25/08/2024 - 7:00
Por Paula Cristina
Na física quântica a teoria do caos define que um ínfimo movimento, como o bater de asas de uma borboleta, pode ter a capacidade de moldar eventos futuros de modo imprevisível, criando um ambiente impossível de ser previsto. Na política não seria diferente. Em abril de 2022, muito antes da chegada de Lula à Presidência, o Supremo Tribunal Federal (STF) iniciou uma discussão sobre a legalidade de repasses do governo federal para parlamentares feitos sem lastro ou indicação de destino. No mês seguinte, deputados e senadores colocaram para apreciação das Casas cinco projetos para limitar os poderes da Suprema Corte. À época, nenhum movimento andou, ainda que a polarização política pressionasse os dois lados. Até agora.

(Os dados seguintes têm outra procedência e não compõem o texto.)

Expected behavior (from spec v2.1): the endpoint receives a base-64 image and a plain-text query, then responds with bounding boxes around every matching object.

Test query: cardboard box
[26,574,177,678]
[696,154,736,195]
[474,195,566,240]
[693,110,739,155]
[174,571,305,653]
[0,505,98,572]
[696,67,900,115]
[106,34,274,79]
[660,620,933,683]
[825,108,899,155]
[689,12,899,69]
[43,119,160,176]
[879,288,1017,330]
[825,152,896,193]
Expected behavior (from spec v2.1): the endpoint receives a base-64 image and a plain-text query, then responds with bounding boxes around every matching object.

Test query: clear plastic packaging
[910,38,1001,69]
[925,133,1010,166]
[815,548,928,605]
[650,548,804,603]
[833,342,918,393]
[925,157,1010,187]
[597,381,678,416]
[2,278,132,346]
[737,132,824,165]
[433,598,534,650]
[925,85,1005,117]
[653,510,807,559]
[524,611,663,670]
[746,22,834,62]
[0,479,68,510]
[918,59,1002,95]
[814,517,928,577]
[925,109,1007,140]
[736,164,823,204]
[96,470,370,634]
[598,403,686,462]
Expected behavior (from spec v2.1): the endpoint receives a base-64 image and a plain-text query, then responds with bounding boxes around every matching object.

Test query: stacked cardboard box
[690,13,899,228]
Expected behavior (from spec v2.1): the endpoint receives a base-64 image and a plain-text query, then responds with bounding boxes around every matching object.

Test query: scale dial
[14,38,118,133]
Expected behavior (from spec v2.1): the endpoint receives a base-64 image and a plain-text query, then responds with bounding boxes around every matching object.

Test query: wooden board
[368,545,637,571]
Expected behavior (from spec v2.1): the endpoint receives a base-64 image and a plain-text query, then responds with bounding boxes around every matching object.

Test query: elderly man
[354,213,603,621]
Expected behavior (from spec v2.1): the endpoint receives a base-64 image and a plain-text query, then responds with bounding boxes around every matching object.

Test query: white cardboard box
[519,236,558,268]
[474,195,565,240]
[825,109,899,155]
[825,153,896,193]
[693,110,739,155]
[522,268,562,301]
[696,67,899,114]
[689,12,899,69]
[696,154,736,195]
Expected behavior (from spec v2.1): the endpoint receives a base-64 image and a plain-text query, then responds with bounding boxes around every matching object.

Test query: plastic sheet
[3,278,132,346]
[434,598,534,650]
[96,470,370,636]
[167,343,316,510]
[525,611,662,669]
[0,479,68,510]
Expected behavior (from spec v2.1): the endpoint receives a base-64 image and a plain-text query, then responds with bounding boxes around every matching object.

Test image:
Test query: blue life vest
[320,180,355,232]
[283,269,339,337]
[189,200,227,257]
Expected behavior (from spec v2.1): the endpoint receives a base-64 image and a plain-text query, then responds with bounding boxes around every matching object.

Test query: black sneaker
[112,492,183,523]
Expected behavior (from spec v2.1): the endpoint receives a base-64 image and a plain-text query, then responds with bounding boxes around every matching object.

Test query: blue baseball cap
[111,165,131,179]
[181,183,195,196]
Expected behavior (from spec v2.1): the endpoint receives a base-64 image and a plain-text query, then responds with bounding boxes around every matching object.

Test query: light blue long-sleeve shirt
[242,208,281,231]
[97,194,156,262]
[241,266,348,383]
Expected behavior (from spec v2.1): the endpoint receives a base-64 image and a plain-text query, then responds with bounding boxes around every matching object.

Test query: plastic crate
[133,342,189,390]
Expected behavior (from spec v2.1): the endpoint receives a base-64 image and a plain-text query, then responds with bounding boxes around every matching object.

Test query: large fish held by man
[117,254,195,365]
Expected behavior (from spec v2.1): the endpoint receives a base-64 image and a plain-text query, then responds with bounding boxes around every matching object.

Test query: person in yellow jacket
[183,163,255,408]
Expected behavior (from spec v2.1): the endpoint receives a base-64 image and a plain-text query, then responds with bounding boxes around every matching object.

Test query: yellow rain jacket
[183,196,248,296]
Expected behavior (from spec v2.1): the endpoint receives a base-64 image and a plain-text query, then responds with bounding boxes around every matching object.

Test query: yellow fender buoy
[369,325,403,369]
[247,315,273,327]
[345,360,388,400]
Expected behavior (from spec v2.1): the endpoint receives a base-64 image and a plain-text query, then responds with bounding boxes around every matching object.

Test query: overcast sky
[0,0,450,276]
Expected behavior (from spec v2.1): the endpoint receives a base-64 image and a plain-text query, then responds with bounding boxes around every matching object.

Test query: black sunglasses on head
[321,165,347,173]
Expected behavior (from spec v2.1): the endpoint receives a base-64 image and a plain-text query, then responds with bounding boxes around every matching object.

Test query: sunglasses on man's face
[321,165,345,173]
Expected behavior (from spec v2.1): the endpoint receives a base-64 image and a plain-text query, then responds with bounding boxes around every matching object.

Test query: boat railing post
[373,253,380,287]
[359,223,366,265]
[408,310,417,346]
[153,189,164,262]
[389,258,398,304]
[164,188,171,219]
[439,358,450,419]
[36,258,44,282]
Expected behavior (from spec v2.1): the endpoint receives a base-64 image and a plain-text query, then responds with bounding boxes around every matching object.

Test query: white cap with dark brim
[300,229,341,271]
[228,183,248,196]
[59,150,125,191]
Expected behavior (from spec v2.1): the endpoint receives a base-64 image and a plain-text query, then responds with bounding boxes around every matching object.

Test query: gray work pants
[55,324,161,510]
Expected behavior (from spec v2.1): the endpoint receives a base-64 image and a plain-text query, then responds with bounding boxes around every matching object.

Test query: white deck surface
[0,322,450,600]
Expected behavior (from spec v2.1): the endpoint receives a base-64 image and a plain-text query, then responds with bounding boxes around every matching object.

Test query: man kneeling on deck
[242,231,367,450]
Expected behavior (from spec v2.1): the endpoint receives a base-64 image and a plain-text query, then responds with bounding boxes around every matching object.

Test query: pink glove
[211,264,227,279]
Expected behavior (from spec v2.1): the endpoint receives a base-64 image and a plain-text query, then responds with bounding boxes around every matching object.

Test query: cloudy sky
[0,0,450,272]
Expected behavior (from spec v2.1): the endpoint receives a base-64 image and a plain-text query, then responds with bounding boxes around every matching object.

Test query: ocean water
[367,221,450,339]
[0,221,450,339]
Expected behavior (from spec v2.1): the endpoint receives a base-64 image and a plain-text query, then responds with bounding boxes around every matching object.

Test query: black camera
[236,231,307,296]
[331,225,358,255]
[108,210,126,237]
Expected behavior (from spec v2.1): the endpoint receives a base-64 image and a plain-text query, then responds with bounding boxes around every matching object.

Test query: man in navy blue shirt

Em 2024 o assunto voltou a render, mas em condições diferentes. Se durante a gestão de Jair Bolsonaro o conflito com o Judiciário era explícito, agora, sob o governo Lula, a tensão foi velada, até que a rusga ganhasse contornos de guerra fria. O impasse era o seguinte: o STF poderia tornar inconstitucional a forma como o Orçamento público é distribuído através de emendas. O Congresso afirmava que, sob a ótica da Constituição, não cabia ao Judiciário legislar. O Supremo, então, dobrou a aposta, e disse que, além de rever as emendas obscuras, os congressistas deveriam encontrar formas de compensar o aumento de gastos impetrado pela desoneração na folha de pagamento. O Executivo, pendendo para o Judiciário, tentou mediar, e o resultado da queda de braço foi uma despesa de R$ 26 bilhões para o governo federal.
Para definir como lidar com as diferenças, o presidente do Supremo, Luis Roberto Barroso, convocou um almoço em sua residência com lideranças do Congresso e representantes do governo. Os presidentes da Câmara, Arthur Lira, e do Senado, Rodrigo Pacheco (que havia encabeçado a pressão contra o STF), não pegaram leve, mas o encontro surtiu algum efeito de panos quentes. Dois assessores presentes no encontro, um pelo lado do governo e outro pelo lado do Congresso, disseram à reportagem que houve troca de farpas e, até metade do encontro, pouco havia avançado a discussão. Entre os incômodos do Congresso, o principal era a impressão que os parlamentares tinham de que o Executivo e o Judiciário estavam firmando uma dobradinha para vencer o Legislativo. “Não é um jogo de futebol, não tem essa”, teria dito um representante do Congresso.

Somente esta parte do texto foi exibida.